Previously I posted about the KV-1 tank. The KV-2 was substantially the same machine with the same strengths and weaknesses. But the Soviets wanted something that could stand at the front and outfight fortified bunkers. While the KV-1 was armored well enough, it lacked for high angle, high explosive fire. So that is exactly the weakness the KV-2 was built to fix. It was armed with a 152mm howitzer and sacrificed nothing in terms of armor thickness.
So the good news was, it could do exactly what it was designed for; waddle up to an enemy field fortification and reduce it to rubble. But the bad news, no surprise here, it was even less mobile and less reliable than its KV-1 stablemate. In particular, the weight of the turret was so great it could only rotate on level ground.
Keep in mind this was never meant for high speed, open ground type operations; that’s what a T-34 was for. When Germany launched Operation Barbarossa in June of 1941 the Soviets found themselves in a highly fluid defensive campaign that the KV-2 was not well suited for.

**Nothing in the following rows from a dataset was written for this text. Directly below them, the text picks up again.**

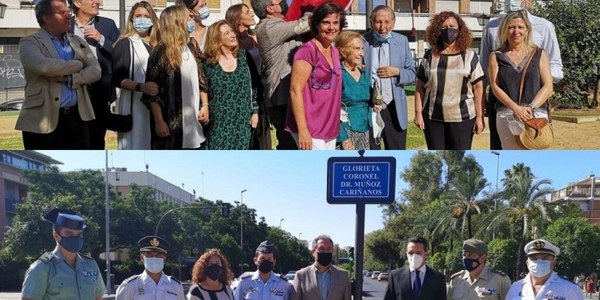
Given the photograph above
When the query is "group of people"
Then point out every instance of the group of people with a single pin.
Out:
(65, 273)
(186, 86)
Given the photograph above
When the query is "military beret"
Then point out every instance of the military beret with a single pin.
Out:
(266, 247)
(64, 218)
(153, 243)
(475, 246)
(541, 246)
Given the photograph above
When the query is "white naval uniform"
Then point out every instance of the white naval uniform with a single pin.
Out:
(555, 288)
(142, 287)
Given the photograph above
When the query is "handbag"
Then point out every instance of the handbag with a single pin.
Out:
(538, 133)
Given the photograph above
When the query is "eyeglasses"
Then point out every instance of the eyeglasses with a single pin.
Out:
(320, 85)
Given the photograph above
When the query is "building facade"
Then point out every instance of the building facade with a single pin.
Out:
(13, 187)
(586, 194)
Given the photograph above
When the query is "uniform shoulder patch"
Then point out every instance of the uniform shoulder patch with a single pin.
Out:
(130, 279)
(459, 273)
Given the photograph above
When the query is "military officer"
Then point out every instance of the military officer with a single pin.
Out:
(477, 281)
(542, 282)
(152, 283)
(64, 273)
(263, 284)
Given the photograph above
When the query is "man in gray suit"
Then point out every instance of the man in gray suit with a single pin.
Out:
(57, 67)
(321, 280)
(392, 72)
(277, 41)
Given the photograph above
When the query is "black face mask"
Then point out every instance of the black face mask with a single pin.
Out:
(214, 271)
(265, 266)
(324, 259)
(449, 35)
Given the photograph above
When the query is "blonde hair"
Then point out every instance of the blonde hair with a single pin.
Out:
(503, 29)
(153, 37)
(212, 48)
(344, 42)
(174, 35)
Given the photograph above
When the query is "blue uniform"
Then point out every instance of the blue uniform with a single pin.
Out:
(252, 287)
(51, 277)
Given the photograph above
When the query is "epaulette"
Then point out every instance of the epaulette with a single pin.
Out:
(132, 278)
(459, 273)
(46, 257)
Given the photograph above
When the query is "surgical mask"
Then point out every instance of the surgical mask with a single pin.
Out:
(449, 35)
(324, 259)
(415, 261)
(203, 14)
(471, 264)
(512, 5)
(539, 267)
(382, 38)
(141, 24)
(265, 266)
(72, 244)
(154, 264)
(214, 271)
(191, 26)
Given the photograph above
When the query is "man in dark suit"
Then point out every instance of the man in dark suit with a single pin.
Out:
(417, 281)
(101, 33)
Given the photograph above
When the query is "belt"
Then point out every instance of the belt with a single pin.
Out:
(69, 110)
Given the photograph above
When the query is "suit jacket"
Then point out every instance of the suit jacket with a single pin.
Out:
(103, 91)
(401, 59)
(44, 70)
(400, 287)
(306, 287)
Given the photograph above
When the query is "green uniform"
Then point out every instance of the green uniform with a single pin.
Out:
(51, 277)
(489, 285)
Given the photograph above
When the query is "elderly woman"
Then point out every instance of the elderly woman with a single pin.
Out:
(355, 118)
(129, 61)
(240, 18)
(316, 85)
(211, 277)
(174, 68)
(232, 90)
(507, 65)
(448, 99)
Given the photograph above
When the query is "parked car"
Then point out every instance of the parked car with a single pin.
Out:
(383, 277)
(375, 274)
(12, 105)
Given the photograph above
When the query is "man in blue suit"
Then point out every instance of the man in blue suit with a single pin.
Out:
(392, 72)
(100, 33)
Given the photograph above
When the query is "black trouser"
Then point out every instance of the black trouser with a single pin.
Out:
(71, 133)
(448, 135)
(394, 137)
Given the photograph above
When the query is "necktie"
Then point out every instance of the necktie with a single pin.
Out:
(417, 285)
(385, 83)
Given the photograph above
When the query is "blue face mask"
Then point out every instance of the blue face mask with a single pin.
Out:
(539, 267)
(191, 26)
(142, 24)
(72, 244)
(382, 38)
(203, 13)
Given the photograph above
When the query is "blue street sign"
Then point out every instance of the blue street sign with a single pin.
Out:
(361, 180)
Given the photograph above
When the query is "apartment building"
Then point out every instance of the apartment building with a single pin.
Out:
(586, 194)
(13, 187)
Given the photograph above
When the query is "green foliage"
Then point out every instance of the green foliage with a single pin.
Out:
(578, 33)
(578, 241)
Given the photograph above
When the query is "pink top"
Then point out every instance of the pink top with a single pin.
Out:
(322, 93)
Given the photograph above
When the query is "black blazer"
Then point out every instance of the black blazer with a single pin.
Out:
(400, 287)
(102, 91)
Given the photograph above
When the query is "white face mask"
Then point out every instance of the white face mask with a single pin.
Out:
(415, 261)
(154, 264)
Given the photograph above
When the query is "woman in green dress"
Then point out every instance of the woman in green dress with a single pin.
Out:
(232, 90)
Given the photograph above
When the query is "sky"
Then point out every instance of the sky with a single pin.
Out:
(289, 188)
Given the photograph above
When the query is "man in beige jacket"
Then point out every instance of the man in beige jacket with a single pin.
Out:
(57, 67)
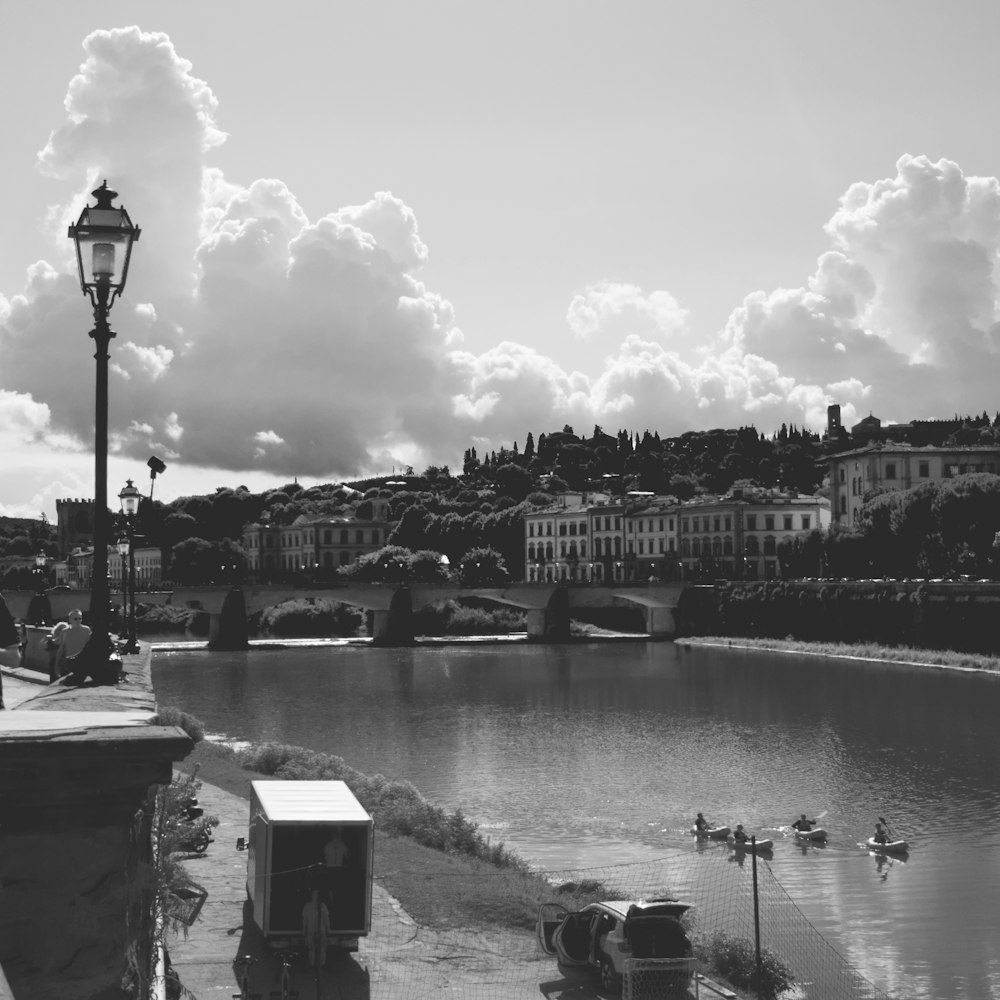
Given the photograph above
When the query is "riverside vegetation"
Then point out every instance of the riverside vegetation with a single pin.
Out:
(438, 864)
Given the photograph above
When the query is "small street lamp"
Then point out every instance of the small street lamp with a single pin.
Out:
(103, 236)
(130, 498)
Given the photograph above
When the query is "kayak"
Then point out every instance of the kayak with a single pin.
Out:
(818, 833)
(891, 847)
(745, 845)
(717, 833)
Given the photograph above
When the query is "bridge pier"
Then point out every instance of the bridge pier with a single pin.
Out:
(660, 623)
(228, 629)
(393, 626)
(551, 623)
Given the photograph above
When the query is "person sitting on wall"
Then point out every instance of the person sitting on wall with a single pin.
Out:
(67, 639)
(97, 661)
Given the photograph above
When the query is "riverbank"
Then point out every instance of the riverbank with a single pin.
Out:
(939, 659)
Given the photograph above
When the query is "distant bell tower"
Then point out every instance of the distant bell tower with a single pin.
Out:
(74, 525)
(833, 422)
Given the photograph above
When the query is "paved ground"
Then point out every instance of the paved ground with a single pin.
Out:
(398, 960)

It was never meant to be a main battle tank and as such was never produced in mass numbers, but rather as a supplement alongside the KV-1. As such, only 334 were built before the factories were relocated to avoid the Nazi onslaught. When those factories resumed operations from beyond the Urals they focused on other, more useful designs.

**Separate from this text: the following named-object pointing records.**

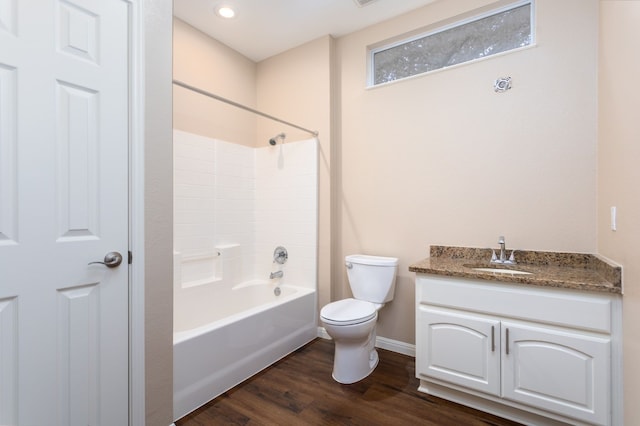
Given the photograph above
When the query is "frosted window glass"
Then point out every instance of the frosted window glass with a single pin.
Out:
(487, 36)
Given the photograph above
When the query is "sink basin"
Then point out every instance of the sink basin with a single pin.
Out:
(502, 271)
(496, 269)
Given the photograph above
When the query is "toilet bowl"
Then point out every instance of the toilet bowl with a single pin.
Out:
(351, 323)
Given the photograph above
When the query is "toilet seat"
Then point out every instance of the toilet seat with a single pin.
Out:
(348, 312)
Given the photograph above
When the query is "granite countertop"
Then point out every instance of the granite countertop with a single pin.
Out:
(548, 269)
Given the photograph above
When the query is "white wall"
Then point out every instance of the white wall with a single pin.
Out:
(619, 174)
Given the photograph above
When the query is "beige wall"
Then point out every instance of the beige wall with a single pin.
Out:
(296, 86)
(619, 174)
(158, 217)
(443, 159)
(209, 65)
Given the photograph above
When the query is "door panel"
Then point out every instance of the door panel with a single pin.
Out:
(63, 203)
(459, 348)
(559, 371)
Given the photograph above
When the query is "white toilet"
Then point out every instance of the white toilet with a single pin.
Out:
(351, 323)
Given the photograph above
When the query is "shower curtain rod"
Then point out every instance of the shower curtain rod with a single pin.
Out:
(246, 108)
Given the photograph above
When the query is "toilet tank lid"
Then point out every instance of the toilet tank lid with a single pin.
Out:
(363, 259)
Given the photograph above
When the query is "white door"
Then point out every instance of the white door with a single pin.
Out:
(63, 203)
(558, 370)
(458, 348)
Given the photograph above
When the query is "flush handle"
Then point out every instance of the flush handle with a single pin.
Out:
(111, 260)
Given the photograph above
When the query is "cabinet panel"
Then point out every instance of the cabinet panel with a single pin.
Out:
(560, 371)
(459, 348)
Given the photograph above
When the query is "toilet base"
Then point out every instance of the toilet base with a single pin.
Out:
(348, 373)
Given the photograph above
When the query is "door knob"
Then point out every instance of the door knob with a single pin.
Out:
(111, 259)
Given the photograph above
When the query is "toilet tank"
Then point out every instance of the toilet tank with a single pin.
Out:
(372, 278)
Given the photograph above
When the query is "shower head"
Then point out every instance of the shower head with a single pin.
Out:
(274, 140)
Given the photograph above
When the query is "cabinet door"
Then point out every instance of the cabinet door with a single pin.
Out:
(458, 348)
(561, 371)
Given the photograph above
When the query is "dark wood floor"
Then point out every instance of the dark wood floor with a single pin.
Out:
(299, 390)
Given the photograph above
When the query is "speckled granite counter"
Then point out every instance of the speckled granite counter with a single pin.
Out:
(548, 269)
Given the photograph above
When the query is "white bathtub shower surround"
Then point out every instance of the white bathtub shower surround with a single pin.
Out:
(233, 206)
(286, 206)
(230, 335)
(256, 198)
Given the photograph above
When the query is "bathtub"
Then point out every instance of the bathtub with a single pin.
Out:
(222, 336)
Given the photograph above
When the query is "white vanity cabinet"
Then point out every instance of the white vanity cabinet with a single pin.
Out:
(528, 353)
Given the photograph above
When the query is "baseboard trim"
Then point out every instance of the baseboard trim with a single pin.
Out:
(382, 343)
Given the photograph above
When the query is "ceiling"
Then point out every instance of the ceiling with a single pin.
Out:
(263, 28)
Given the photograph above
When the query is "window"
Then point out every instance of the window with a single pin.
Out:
(498, 31)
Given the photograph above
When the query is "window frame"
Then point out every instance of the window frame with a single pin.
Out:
(400, 40)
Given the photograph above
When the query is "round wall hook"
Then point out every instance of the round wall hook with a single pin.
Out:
(280, 255)
(502, 84)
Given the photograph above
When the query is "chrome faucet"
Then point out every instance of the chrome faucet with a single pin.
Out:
(503, 255)
(277, 274)
(502, 259)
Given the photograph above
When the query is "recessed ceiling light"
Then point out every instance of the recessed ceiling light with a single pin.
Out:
(225, 12)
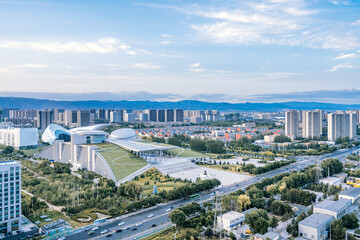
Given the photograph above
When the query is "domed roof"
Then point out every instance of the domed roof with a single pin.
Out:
(52, 132)
(123, 134)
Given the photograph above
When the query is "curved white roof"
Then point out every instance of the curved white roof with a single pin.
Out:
(52, 132)
(123, 134)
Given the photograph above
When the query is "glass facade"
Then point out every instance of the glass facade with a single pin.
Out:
(10, 196)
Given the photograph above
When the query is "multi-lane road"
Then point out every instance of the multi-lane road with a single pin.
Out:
(159, 215)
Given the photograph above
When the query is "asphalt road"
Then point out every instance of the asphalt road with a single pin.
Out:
(160, 215)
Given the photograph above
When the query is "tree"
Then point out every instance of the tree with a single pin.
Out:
(230, 203)
(282, 139)
(243, 201)
(178, 217)
(350, 221)
(337, 230)
(273, 222)
(8, 150)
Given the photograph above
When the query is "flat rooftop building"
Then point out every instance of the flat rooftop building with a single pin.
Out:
(337, 209)
(315, 226)
(351, 193)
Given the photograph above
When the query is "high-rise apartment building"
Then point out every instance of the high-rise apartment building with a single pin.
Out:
(169, 115)
(116, 116)
(160, 115)
(101, 113)
(10, 196)
(341, 124)
(70, 118)
(292, 123)
(44, 118)
(152, 115)
(179, 115)
(83, 118)
(312, 123)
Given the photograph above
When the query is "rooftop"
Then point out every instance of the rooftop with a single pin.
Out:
(232, 214)
(330, 179)
(351, 192)
(333, 205)
(316, 220)
(137, 146)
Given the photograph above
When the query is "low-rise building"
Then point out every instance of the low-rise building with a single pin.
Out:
(315, 227)
(230, 220)
(267, 236)
(333, 181)
(19, 138)
(337, 209)
(351, 193)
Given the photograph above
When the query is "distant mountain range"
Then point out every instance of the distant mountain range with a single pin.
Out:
(32, 103)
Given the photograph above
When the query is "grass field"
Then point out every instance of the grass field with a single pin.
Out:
(184, 152)
(54, 215)
(122, 162)
(153, 176)
(231, 168)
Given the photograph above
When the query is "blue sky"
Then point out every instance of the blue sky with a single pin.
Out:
(232, 51)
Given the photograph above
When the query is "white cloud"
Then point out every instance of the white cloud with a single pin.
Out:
(343, 66)
(103, 45)
(195, 67)
(147, 66)
(165, 42)
(356, 23)
(345, 56)
(165, 35)
(33, 65)
(271, 22)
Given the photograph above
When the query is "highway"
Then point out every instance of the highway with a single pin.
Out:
(160, 215)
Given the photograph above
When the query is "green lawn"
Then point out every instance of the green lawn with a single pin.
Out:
(185, 153)
(54, 215)
(122, 162)
(154, 177)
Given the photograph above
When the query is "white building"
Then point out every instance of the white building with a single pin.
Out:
(315, 227)
(331, 181)
(341, 125)
(312, 123)
(269, 138)
(292, 123)
(19, 138)
(10, 195)
(230, 220)
(337, 209)
(116, 116)
(351, 193)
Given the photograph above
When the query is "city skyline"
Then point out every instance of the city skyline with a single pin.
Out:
(263, 51)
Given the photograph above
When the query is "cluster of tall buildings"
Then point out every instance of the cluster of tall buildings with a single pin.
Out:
(339, 124)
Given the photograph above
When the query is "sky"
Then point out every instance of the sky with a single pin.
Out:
(221, 50)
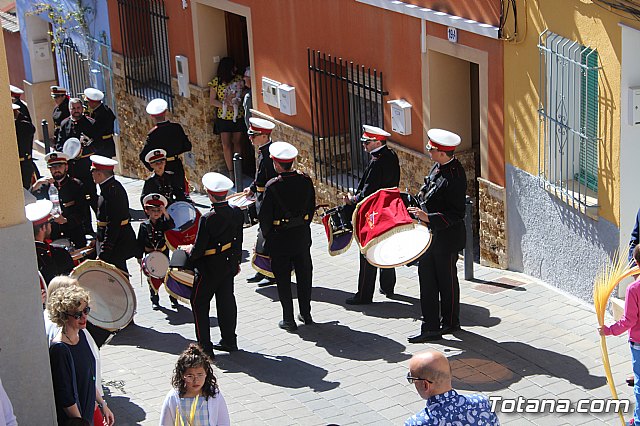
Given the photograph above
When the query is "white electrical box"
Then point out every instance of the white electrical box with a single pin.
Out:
(270, 92)
(634, 106)
(182, 70)
(400, 116)
(287, 95)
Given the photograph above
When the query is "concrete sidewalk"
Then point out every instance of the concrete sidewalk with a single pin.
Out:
(520, 338)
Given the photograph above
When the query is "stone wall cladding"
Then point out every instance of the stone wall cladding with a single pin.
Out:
(193, 113)
(493, 239)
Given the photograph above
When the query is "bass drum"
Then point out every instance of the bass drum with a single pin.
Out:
(113, 300)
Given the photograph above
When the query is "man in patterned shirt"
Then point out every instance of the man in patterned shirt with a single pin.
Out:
(430, 372)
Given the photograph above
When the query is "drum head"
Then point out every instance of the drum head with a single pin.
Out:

By the time the Soviets needed such heavy armor again in 1944 they had newer, more capable designs.
As an aside, most other combatants expected specially trained *skilled* troops to do this sort of bunker busting (ie. combat engineers). Specialized weapons ARE a part of that formula, but the Soviets were largely opposed to such *elite* type training and instead sought a bigger stick. Sorry, that’s just my editorial opinion on this.
This is the Tamiya kit.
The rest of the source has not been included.